Nach vier Jahren im Norden hat sie einen Job bei einem großen Berliner Gesundheitsbetrieb gefunden. Sie wohnt jetzt wieder in dem Dorf, von dem sie aufgebrochen war. „Mir hat es hier eigentlich an nichts gefehlt“, sagt sie heute, denkt dabei an ihre Familie, ihre Schwester, ihre Erinnerungen, denkt auch ans Baden im See und daran, dass „Omi und Opa immer für uns da gewesen“ seien. Sie erzählt von der Kinderfußballmannschaft, die sie trainierte, von der Theatergruppe. Von den Sorgen, die sie sich machte, als ihr Opa im Krankenhaus lag und sie ihn nicht mal eben nach der Arbeit besuchen konnte.

Carmen Falkenberg hat ihren neuen Arbeitsplatz über eine Jobvermittlung im Internet gefunden, nicht über das Fachkräfteportal, das neuerdings für die Rückkehr von Exil-Brandenburgern wirbt. Aber immerhin hatte sie davon schon mal gelesen. Mit dem Portal, das als „Fachkräfte-Portal“ über die Internetseite www.brandenburg.de zu finden ist, geht die Landesregierung gegen die absehbaren Folgen der demografischen Entwicklung an. Gesucht werden Menschen wie Carmen Falkenberg: gut ausgebildet, karrierebewusst, aber auch heimatverbunden und nicht zu abgehoben.

Dennis Broistedt, 31 Jahre alt, ist auch so einer und gewissermaßen der Prototyp des Rückkehrers. Er hat Wirtschaftsinformatik studiert, danach in Bayern bei BMW gearbeitet und ist dann doch zurück nach Neuruppin gegangen, in seine Heimatstadt, wo er jeden Waldweg und jede Badestelle aus Kinder- und Jugendzeiten kennt. In Brandenburg werden demnächst zigtausende von seiner Art gebraucht.
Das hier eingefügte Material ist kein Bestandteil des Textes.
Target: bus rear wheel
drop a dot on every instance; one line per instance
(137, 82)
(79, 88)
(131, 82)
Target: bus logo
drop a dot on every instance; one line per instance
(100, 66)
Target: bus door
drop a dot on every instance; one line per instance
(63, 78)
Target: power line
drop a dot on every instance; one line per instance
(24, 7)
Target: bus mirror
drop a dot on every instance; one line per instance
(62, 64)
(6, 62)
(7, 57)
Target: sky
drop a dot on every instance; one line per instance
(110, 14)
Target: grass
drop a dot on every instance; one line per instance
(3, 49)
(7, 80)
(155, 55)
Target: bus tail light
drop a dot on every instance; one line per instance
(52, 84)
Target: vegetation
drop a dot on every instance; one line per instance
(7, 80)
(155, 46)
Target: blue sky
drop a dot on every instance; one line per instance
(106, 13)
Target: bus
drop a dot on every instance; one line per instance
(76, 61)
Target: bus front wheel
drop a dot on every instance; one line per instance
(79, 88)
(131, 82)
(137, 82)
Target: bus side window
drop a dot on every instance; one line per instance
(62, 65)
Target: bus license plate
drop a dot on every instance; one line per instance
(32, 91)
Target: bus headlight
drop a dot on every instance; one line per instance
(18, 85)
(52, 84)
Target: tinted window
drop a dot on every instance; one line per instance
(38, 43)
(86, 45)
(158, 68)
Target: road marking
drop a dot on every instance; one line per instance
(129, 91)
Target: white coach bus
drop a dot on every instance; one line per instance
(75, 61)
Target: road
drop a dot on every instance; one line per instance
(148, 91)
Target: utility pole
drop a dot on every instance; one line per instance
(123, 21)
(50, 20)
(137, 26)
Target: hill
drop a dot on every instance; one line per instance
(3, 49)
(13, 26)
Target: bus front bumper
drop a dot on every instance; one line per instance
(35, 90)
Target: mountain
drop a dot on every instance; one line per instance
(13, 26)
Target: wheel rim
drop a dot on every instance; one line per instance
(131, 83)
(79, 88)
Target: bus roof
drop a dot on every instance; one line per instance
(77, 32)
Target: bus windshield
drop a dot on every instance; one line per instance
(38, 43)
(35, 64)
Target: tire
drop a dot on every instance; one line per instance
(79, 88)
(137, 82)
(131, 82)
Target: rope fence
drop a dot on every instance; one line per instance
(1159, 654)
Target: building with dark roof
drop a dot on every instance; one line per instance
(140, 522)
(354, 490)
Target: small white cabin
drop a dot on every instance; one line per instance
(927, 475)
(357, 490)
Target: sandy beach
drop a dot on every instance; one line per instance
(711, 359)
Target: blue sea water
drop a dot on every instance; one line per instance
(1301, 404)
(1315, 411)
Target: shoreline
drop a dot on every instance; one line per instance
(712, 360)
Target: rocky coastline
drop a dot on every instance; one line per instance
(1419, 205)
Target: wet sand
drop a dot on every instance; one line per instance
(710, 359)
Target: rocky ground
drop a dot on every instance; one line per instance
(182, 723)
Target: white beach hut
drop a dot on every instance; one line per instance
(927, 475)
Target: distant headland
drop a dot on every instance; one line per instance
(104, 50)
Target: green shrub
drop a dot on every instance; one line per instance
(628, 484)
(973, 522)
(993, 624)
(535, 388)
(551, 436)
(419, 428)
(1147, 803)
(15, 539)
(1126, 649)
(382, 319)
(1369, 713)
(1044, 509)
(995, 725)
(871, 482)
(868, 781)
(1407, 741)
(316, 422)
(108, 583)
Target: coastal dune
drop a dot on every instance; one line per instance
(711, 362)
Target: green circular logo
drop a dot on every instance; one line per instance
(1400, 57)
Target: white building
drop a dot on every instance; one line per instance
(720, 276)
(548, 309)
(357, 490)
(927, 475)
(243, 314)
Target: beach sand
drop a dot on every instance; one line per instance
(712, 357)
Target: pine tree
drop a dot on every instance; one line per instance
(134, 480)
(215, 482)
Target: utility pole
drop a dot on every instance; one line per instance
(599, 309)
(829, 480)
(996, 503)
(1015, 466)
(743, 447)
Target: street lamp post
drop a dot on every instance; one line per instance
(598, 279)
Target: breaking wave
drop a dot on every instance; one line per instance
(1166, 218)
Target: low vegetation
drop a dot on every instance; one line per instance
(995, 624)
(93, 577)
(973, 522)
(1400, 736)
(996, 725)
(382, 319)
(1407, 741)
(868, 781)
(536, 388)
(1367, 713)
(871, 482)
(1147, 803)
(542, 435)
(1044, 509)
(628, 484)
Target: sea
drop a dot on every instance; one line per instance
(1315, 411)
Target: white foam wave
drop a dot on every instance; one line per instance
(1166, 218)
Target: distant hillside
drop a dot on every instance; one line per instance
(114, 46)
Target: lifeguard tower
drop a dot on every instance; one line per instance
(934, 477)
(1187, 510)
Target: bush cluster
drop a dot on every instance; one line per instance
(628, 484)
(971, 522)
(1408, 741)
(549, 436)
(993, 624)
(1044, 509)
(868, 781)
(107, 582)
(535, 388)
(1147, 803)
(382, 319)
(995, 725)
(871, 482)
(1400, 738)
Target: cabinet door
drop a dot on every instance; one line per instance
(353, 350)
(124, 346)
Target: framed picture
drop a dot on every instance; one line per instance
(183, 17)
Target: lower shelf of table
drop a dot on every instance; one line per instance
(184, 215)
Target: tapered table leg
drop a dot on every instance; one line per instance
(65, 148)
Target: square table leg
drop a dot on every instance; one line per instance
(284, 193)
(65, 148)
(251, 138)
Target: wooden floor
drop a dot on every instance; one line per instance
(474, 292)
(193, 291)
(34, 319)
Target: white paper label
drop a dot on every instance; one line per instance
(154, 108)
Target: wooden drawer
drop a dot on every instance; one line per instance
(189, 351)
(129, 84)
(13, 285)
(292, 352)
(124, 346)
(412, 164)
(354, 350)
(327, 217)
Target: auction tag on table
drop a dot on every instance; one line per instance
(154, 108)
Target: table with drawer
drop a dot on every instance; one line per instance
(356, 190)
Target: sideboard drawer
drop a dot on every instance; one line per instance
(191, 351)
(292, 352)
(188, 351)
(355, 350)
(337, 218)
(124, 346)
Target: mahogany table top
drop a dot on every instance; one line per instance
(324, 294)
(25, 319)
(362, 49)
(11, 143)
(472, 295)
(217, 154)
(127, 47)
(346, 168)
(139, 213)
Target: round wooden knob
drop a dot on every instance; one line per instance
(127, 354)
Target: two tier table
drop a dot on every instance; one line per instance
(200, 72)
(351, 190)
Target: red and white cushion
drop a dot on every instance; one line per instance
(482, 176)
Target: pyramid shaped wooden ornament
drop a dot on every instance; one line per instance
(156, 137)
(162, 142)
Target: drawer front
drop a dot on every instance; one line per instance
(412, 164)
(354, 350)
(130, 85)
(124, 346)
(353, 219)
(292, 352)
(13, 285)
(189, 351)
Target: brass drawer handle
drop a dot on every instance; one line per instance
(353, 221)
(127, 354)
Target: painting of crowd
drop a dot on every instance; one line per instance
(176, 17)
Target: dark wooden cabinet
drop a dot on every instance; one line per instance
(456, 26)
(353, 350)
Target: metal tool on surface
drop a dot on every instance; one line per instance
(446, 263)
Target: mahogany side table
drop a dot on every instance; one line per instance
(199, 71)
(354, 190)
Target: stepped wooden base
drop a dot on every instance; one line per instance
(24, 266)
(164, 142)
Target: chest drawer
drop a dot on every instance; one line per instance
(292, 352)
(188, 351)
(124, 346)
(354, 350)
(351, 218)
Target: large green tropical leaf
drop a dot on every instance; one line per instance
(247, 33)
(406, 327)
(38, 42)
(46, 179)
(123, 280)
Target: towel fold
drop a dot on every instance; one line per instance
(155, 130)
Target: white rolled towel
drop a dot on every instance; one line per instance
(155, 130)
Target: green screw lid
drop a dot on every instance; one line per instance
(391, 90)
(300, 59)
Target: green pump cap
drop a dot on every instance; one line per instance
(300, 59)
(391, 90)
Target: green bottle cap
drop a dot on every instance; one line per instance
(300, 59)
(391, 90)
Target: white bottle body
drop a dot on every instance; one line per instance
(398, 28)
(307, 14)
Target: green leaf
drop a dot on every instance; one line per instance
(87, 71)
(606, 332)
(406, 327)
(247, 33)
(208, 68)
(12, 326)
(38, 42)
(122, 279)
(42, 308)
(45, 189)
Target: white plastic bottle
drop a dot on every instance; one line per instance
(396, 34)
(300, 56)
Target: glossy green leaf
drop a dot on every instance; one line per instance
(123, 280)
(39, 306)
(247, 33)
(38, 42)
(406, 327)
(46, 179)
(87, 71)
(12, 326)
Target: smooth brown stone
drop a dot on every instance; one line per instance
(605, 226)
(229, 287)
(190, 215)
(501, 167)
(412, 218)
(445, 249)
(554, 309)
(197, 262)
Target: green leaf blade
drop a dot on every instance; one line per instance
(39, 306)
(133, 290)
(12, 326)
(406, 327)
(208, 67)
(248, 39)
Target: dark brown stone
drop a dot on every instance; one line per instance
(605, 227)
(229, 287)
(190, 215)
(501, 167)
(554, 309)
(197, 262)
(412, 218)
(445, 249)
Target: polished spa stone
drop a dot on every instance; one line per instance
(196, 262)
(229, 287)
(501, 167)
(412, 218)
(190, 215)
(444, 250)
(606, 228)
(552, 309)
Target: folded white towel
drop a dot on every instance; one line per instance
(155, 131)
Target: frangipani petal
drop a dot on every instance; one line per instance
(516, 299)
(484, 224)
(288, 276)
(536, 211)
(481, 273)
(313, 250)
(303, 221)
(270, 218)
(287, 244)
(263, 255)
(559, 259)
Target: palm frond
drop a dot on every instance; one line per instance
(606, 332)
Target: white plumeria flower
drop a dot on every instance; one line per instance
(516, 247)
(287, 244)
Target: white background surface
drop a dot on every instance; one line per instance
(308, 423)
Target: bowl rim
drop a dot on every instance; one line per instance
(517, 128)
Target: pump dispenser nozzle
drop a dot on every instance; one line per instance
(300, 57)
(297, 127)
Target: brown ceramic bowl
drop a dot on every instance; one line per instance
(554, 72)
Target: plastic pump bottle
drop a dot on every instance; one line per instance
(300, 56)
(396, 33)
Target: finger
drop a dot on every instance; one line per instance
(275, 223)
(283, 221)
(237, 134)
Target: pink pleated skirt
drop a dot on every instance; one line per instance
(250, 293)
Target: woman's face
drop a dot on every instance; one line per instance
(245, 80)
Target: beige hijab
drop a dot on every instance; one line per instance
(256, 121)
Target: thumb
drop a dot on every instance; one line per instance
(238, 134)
Die Bevölkerungspyramide verändert ihre Form. Von der Tanne – unten viele Kinder, oben wenige Alte – zur Kiefer: schmaler Stamm, wenig Kinder, wenig Mittelalte – breite Krone, viele Alte und, wie man heute sagt: „Hochbetagte“.

Immer öfter hören die Politiker in Potsdam, dass Facharbeiter in Unternehmen fehlen, dass Stellen nicht besetzt werden können. In der Arbeitswelt wirkt sich heute aus, dass viele Ostdeutsche unter dem Schock der Wende und einer ungewissen Zukunft auf Kinder verzichtet haben und dass der Untergang der DDR- Wirtschaft viele andere gezwungen hat, in den Westen der Republik zu ziehen, um dort zu arbeiten. Zweieinhalb Millionen Einwohner hat Brandenburg. Noch. Bis 2030 erwartet das Statistikamt einen Verlust von 330 000 Menschen. Heute, so schreiben die Bevölkerungswissenschaftler, sei jeder fünfte Brandenburger im „Seniorenalter“. 2030 werde es jeder dritte sein. Das hat Folgen. Das Steueraufkommen im Land wird sinken, mehr Pflegekräfte und Ärzte werden für die Gesundheitsversorgung gebraucht. Die Kosten der Infrastruktur vom Wasser über Elektrizität bis zum Straßenbau werden steigen, jedenfalls pro Person gerechnet.